2. Explore/research the known theories on this phenomenon, what is known, etc.?
3. From 2 identify the population and sample appropriate to support the model.
4. Develop a theoretical model of the process/behaviour/etc., and then use this to devise a questionnaire/survey.
5. Administer the survey and collect at least 60 independent observations if you are administering your own survey. A database from outside typically would include 100's or 1000's of observations.
6. Develop statistical models from the data.
Write a quality report on the activities conducted, with all supporting statistical documentation provided. All tables and figures should be numbered and referenced in the report, and a final model should be put forth.
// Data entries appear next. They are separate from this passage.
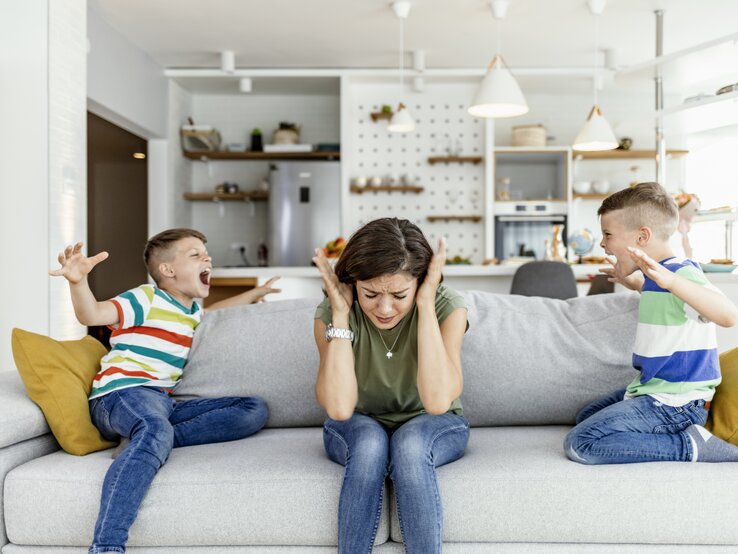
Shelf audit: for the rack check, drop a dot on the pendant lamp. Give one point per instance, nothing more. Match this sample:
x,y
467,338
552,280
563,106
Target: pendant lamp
x,y
402,121
596,133
499,94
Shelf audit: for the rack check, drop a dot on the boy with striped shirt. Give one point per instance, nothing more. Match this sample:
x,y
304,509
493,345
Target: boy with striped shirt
x,y
660,415
153,326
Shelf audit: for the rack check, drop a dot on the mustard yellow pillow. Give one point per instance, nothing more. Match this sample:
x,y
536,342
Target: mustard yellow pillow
x,y
58,377
723,418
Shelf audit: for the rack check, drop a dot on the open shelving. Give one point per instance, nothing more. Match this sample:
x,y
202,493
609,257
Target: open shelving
x,y
255,195
223,155
387,188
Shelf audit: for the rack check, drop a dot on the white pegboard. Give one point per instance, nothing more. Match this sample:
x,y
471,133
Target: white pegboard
x,y
442,122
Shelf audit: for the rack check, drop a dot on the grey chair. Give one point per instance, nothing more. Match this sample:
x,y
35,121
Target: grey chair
x,y
550,279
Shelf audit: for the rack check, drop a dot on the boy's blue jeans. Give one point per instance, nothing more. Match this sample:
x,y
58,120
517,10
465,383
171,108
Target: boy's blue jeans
x,y
155,424
615,431
410,454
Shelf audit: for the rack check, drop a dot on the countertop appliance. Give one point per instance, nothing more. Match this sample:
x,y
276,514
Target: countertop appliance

The report submission is individual. The report will contain the following sections:
1. Abstract: (what you did, why you did it, and what you found): maximum 350 words
2. Background: (introduce the phenomenon, research question, or data generating process of interest and describe what have others found about this process/phenomenon, etc. This section should include references to at least 3 peerreviewed references on the topic. (no more than 3 pages)
3. Population and sample: (describe each, and how sampling was conducted, and potential limitations/biases) (1 page maximum)
4. Methods: Describe why the data meet the requirements for your modelling method and describe the method briefly (1 page maximum)
5. Analysis Results: (2 to 4 pages). This should include discussion of at least two models and include formatted, easy to read model output translated into Tables (like the textbook model output). Model assumptions should be checked and discussed. The discussion should include a variable-by-variable description of the impacts of the independent variables on the outcome variable. It should also include a discussion of overall goodness of fit measures of the model.
6. Conclusions (1 page max). This should NOT summarize what was done but instead focus on what was learned from the model. What relationships became evident? What do the relationships mean? What are the limitations? Are there policy implications? Are there practical implications? How should the model be interpreted?
2500 words.